The proximity of Russian and Turkish forces in and around Syria has led to several confrontations, including the downing of a Russian military jet by Turkish air defense along the border. Then in 2017, a Russian warplane bombed a rebel-held building in the northern city of el-Bab, killing three Turkish soldiers inside. As Russian Ambassador Andrei Karlov prepared to speak at an art show in the Turkish capital of Ankara in 2016, he was shot to death by an off-duty Turkish police officer who yelled, “Do not forget Aleppo, do not forget Syria.” Despite these confrontations and support for opposing proxies, Erdogan and Putin have sought to maintain good relations, especially as Erdogan’s government slides more towards Islamic dictatorship and drifts further further from the orbit of the US and NATO. However, the areas of opposition continue to mount as both men seek to expand their political and military influence across a common region.

In 2008, Vladimir Putin ordered Russian forces to occupy the Georgian provinces of South Ossetia and Abkhazia, on the border of Russia, which he labeled “breakaway republics.” The campaign signified the first time that the Russian military has crossed the border of a foreign nation outside of the Russian Federation since the end of the Cold War, but it would not be the last. In 2014, the Russian president also ordered the reoccupation of the Crimean Peninsula, now part of the sovereign territory of the nation of Ukraine. The Russian military and intelligence began direct support for rebel groups in the eastern Ukrainian provinces along the Russian border as well, biding time in a conflict that lay almost dormant for seven years, until Putin approved a major Russian invasion of Ukraine in February, 2022. Turkey has offered support to the Ukrainian government in the form of drones and other military technology, in a scenario reminiscent of the wars between the tsars and the proxies of the sultans over 400 years ago.

Meanwhile, Erdogan continues to expand his reach across the Muslim world, including north and east Africa where his support for the Islamist government in Libya, Hamas in the Palestinian territories, and his partnerships with Iran and China continue to fuel Turkish expansionism despite Turkey’s economic stagnation at home. After two military campaigns inside Syria, Erdogan is now publicly announcing plans for a third, while Turkish commandoes and warplanes push deeper into Iraqi Kurdistan.

One example of where Turkish and Russian interests overlap and collide is in the ongoing conflict between Russian-supported Armenia and Turkish-supported Azerbaijan. After Azeri forces invaded the disputed border region of Nagorno-Karabakh in 2020, a brief tension hung over Russo-Turkish relations, as the war threatened a flashpoint in a historically-disputed Caucus territory between Russia and Turkey.

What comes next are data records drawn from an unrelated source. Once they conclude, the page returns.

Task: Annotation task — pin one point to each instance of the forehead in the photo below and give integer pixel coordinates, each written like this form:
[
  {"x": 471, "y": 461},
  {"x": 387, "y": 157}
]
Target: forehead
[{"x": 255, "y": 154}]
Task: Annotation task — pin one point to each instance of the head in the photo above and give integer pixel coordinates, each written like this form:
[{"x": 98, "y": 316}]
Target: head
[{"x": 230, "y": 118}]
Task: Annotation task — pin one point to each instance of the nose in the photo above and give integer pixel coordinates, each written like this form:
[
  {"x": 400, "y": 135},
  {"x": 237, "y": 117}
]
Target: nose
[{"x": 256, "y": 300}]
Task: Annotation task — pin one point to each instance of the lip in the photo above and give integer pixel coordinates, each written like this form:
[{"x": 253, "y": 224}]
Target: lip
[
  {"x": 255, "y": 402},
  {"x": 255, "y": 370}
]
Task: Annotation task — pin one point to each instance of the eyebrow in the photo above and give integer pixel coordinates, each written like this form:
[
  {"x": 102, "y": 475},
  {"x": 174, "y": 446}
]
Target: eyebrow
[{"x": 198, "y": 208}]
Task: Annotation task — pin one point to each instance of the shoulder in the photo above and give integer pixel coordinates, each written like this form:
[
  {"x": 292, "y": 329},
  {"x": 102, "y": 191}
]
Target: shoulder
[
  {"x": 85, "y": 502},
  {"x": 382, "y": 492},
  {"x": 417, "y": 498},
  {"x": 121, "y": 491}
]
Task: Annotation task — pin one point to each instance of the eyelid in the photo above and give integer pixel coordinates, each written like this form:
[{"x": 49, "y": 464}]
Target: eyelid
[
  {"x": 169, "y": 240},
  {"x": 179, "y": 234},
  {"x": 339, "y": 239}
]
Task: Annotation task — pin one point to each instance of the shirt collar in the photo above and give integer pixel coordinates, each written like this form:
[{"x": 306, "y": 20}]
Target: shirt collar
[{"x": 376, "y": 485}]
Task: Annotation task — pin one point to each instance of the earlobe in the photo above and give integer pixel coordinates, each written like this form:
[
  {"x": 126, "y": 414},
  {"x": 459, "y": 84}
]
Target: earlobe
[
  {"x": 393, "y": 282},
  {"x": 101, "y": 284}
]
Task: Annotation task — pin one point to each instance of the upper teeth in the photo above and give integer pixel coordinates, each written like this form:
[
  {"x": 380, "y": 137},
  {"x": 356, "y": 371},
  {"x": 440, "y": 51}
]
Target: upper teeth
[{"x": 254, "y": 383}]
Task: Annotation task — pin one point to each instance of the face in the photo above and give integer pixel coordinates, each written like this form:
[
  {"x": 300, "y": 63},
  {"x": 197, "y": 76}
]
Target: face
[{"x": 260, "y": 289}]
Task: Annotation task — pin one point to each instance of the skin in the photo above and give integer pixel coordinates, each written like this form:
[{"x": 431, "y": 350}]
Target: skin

Although the two powers are still adamant regarding their partnership, especially at the expense of the United States, history sets another precedent. Diplomatic marriages of convenience, mutual benefit, and common enemies can be a source of cohesion, but the historical force of two expansionist regimes within close geographical proximity cannot be escaped. Despite their best efforts, ambitious dictators who rule neighboring nations will eventually find themselves at odds and in arms. The prospect of direct military confrontation between Russia and Turkey seems unthinkable today, but in historical perspective, it would be far from the first time.